Maître du fer oxydé, le sculpteur vaudois met en scène son travail sur la matière et le mouvement à l’Espace Arlaud,
à Lausanne, ainsi que dans un beau livre rétrospectif.
Il est peu courant que, dans une exposition, les visiteurs soient encouragés à toucher les œuvres, voire à les étreindre. Quitte à provoquer un vacarme d’enfer dans le musée, en l’occurrence l’Espace Arlaud, sur la place de la Riponne, à Lausanne. Les sculptures d’Etienne Krähenbühl sont ainsi: toujours prêtes à partager leur texture, leur mouvement, leur sonorité, leur idée avec les personnes qui passent dans leurs parages. C’est un art descendu de son piédestal, fraternel, joueur, à hauteur d’homme. Pas étonnant que l’artiste vaudois ait reçu autant de commandes publiques: c’est dans cet espace ouvert que sa sculpture de fer s’épanouit le mieux.

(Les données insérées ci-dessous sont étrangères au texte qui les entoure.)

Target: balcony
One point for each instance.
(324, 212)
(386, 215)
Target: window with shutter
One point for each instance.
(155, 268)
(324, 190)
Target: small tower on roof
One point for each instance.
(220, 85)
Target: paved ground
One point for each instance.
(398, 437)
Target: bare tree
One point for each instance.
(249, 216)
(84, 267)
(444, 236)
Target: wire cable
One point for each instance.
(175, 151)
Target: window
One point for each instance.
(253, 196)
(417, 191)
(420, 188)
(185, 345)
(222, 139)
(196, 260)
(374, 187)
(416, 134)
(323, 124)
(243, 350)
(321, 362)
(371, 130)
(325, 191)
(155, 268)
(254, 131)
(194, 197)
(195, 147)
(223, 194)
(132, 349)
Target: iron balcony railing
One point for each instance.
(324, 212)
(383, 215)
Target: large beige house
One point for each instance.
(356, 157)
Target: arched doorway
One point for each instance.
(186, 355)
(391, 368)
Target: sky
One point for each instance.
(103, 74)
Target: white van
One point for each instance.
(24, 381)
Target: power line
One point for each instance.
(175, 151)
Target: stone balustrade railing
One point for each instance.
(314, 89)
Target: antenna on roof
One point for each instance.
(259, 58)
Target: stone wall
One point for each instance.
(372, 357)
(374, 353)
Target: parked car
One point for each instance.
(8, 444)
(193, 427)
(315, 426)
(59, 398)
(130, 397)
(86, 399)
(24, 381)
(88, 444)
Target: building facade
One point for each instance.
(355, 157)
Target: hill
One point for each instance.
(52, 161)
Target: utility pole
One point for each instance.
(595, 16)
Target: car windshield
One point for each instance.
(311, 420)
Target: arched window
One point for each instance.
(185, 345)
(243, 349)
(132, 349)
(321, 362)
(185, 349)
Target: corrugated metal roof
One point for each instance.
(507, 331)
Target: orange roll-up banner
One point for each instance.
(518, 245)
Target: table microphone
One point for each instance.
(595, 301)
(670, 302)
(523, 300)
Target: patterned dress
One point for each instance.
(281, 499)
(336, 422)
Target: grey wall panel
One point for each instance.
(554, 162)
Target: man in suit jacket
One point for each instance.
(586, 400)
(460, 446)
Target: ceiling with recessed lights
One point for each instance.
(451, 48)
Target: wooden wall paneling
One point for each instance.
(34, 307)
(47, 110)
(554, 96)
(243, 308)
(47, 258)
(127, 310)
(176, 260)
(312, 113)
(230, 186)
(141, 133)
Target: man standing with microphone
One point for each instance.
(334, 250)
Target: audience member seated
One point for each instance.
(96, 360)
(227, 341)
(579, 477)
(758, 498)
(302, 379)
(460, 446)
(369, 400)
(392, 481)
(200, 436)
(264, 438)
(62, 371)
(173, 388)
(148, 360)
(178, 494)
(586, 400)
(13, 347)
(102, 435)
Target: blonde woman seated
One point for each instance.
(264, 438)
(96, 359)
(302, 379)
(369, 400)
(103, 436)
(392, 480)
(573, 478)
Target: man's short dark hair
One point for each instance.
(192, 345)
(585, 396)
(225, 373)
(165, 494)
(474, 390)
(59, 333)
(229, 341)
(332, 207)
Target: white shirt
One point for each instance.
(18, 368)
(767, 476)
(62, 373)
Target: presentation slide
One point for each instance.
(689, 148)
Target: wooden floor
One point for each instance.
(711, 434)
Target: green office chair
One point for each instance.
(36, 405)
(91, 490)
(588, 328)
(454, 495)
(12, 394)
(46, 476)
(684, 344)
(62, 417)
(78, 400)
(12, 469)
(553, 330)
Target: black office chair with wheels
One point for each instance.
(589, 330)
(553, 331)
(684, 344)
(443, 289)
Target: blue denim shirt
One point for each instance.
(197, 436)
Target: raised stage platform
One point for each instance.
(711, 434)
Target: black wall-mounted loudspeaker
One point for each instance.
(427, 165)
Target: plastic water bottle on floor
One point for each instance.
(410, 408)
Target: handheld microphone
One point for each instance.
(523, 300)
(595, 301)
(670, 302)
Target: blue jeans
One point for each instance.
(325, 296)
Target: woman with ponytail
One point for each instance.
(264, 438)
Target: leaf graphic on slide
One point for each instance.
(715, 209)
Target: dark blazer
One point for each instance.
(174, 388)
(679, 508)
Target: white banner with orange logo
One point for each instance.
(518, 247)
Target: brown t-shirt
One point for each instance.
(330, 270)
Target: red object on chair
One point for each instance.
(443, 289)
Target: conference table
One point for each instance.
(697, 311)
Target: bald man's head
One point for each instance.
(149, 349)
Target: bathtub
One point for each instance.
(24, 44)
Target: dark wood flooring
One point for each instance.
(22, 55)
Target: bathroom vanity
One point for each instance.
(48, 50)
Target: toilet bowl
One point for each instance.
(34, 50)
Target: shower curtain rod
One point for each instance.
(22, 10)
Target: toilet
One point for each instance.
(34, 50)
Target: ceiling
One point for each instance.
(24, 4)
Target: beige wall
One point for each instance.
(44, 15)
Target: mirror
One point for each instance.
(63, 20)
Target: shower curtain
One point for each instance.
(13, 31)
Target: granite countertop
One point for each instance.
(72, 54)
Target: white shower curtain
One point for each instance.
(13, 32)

Mais il vaut la peine de visiter la vaste exposition de l’Espace Arlaud, organisée à l’occasion des 60 ans d’Etienne Krähenbühl (dont le nom de famille, avec ses trémas et ses consonnes verticales, évoque lui-même une sculpture). Elle a été organisée par l’artiste et ses amis: le Musée cantonal des beaux-arts ou le Musée Jenisch de Vevey, ville d’origine de l’artiste, n’en ont pas voulu. A beaucoup travailler pour l’«officiliaté», perd-on de son intérêt pour les institutions muséales? Pourtant, ni le talent ni la profondeur ne manquent à cette œuvre aussi imposante qu’agile. Sur ses quatre étages, l’exposition évite la présentation convenue de la rétrospective, se concentrant sur des pièces façonnées dès les années 2000. A l’exception d’un fauteuil métallique de 1968, l’époque des débuts dans le travail du fer, histoire de suggérer que cette passion-là remonte loin dans le temps.

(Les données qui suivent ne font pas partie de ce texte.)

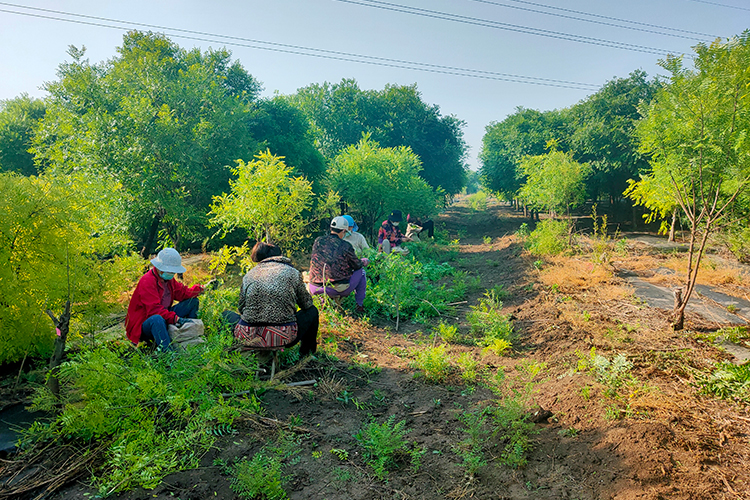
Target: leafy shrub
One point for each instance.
(401, 286)
(154, 414)
(260, 477)
(434, 363)
(478, 201)
(384, 444)
(551, 237)
(495, 328)
(728, 381)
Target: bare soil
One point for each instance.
(660, 439)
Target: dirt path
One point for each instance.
(659, 439)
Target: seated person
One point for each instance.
(415, 226)
(269, 296)
(390, 236)
(150, 309)
(355, 238)
(334, 267)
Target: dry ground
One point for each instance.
(658, 439)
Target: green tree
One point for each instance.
(265, 200)
(554, 182)
(396, 116)
(49, 254)
(373, 181)
(18, 117)
(524, 133)
(696, 132)
(602, 133)
(163, 121)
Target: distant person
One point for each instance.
(354, 237)
(269, 296)
(419, 227)
(390, 236)
(150, 309)
(334, 267)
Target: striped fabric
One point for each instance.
(265, 337)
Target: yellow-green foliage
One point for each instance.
(155, 414)
(265, 200)
(434, 363)
(47, 254)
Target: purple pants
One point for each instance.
(357, 283)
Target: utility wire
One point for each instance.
(721, 5)
(598, 16)
(307, 51)
(505, 26)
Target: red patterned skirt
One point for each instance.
(265, 337)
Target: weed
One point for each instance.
(495, 328)
(384, 444)
(569, 432)
(728, 381)
(434, 363)
(261, 475)
(551, 237)
(448, 333)
(468, 366)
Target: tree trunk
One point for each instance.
(672, 227)
(62, 326)
(148, 244)
(678, 314)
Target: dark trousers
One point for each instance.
(308, 321)
(154, 329)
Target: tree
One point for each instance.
(602, 133)
(554, 182)
(373, 181)
(164, 122)
(265, 200)
(524, 133)
(18, 117)
(396, 116)
(49, 254)
(696, 132)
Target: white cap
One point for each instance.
(168, 261)
(339, 223)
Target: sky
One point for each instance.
(539, 54)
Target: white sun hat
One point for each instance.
(168, 261)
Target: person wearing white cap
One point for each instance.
(334, 267)
(150, 309)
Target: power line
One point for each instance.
(308, 51)
(598, 16)
(505, 26)
(721, 5)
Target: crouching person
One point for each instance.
(151, 310)
(334, 267)
(269, 296)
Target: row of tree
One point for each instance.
(677, 145)
(160, 129)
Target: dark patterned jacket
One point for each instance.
(334, 258)
(271, 291)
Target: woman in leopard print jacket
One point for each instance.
(269, 296)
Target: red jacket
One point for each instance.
(146, 301)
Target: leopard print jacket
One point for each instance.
(271, 291)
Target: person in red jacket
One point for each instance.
(150, 309)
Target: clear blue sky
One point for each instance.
(31, 48)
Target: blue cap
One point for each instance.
(351, 222)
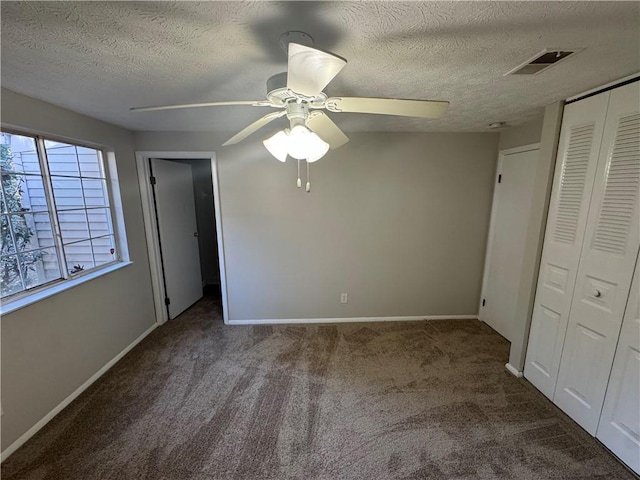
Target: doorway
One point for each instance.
(512, 197)
(183, 227)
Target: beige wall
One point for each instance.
(525, 134)
(396, 220)
(52, 347)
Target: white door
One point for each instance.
(578, 149)
(505, 254)
(176, 214)
(619, 427)
(606, 264)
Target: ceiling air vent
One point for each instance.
(542, 61)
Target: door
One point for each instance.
(619, 427)
(511, 205)
(177, 229)
(578, 149)
(606, 264)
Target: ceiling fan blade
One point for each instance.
(255, 103)
(310, 70)
(388, 106)
(254, 127)
(328, 131)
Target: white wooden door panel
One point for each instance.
(578, 149)
(606, 264)
(512, 203)
(619, 426)
(177, 228)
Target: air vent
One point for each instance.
(542, 61)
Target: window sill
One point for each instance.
(18, 303)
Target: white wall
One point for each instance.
(396, 220)
(526, 134)
(52, 347)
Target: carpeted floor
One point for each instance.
(415, 400)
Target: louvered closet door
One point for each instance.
(619, 426)
(606, 264)
(582, 128)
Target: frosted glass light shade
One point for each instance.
(278, 145)
(299, 143)
(316, 148)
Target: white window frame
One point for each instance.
(68, 280)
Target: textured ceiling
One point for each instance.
(100, 58)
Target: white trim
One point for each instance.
(221, 260)
(62, 405)
(513, 370)
(607, 85)
(272, 321)
(54, 288)
(151, 227)
(494, 204)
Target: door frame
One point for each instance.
(151, 225)
(494, 204)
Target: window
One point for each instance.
(56, 218)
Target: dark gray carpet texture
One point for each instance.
(399, 400)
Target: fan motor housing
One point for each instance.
(279, 94)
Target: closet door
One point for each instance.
(606, 264)
(580, 137)
(619, 427)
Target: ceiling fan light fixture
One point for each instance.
(306, 145)
(316, 149)
(278, 145)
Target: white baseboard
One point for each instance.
(47, 418)
(513, 370)
(272, 321)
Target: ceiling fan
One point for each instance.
(298, 94)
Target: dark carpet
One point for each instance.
(410, 400)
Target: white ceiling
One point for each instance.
(100, 58)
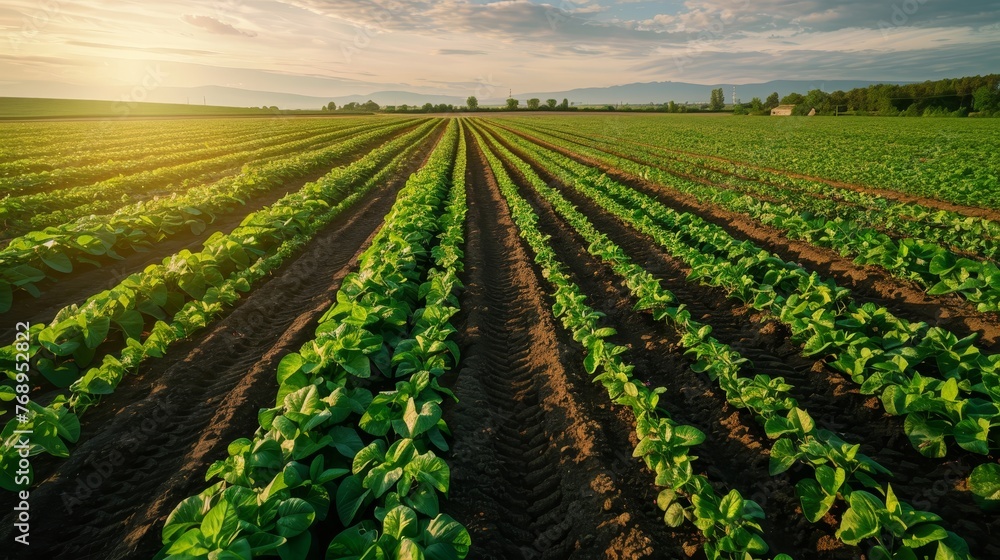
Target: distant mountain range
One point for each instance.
(637, 93)
(681, 92)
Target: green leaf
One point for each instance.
(444, 529)
(6, 296)
(189, 513)
(689, 435)
(783, 456)
(927, 436)
(58, 262)
(731, 505)
(861, 520)
(295, 515)
(674, 516)
(351, 497)
(972, 434)
(924, 534)
(352, 543)
(815, 502)
(220, 525)
(401, 522)
(131, 323)
(985, 482)
(96, 331)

Des origines à l’oubli. C’est bien Chronos, le dieu qui mange ses propres enfants, qui est la grande affaire d’Etienne Krähenbühl. Son exposition-anniversaire part (tout en bas) des origines pour aboutir (tout en haut) à l’oubli, passant des teintes chaudes du fer oxydé aux reflets bleutés de la stase et de la disparition. Les pièces, bien choisies, pas trop nombreuses, rejouent le cycle de la création. Elles prennent leur élan de la conflagration originelle – deux œuvres monumentales ont pour titre Bing-Bang – pour aboutir à des estampes qui portent l’empreinte de ce qui était mais n’est plus. Le temps se matérialise aussi dans les mouvements ondulatoires, l’entrechoquement sonore des pièces de métal, l’eau qui circule dans les sculptures, les flammes qui courent le long de filaments semblables à des neurones. Les quatre éléments primordiaux, surtout le feu cher à Héraclite, sont convoqués dans cette démarche artistique ambitieuse.

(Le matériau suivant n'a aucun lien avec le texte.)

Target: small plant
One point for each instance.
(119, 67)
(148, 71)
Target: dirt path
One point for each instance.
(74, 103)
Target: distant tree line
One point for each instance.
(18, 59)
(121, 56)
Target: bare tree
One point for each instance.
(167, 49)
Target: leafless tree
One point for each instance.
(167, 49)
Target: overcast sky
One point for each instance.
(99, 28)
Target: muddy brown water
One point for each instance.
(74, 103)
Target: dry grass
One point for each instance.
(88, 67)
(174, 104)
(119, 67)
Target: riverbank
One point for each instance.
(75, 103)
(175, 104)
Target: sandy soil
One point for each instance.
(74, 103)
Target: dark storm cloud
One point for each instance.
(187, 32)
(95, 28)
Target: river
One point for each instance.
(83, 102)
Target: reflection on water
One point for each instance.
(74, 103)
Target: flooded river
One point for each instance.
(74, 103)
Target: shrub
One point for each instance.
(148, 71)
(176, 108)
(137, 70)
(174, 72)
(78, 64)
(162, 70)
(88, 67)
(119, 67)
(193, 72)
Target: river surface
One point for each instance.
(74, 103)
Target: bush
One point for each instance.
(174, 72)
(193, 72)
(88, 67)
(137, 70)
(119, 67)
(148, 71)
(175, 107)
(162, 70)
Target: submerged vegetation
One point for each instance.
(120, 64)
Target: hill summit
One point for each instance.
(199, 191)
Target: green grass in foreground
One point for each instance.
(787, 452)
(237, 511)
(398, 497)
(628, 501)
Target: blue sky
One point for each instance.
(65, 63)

Etienne Krähenbühl propose également un livre qui, lui, revient sur son parcours, partant du plus récent pour aboutir au plus ancien, telle une fouille archéologique. L’ouvrage détaille notamment ses expériences avec la supraconductivité et les métaux à mémoire de forme, toujours avec le fer pour donner une forme à une pensée.
«Incandescence», Lausanne, Espace Arlaud.
Du 22 novembre 2013 au 23 février 2014.
«Temps suspendu», d’Etienne Krähenbühl.
Ed. Till Schaap/Genoud.
Étienne Krähenbühl
Né en 1953 à Vevey, l’artiste passe deux ans aux Beaux-Arts de Lausanne avant de prendre la tangente (à Barcelone et à Paris), et de se passionner pour les traces du temps dans la matière, surtout le métal. Ses œuvres ont trouvé place partout en Europe et aux Etats-Unis.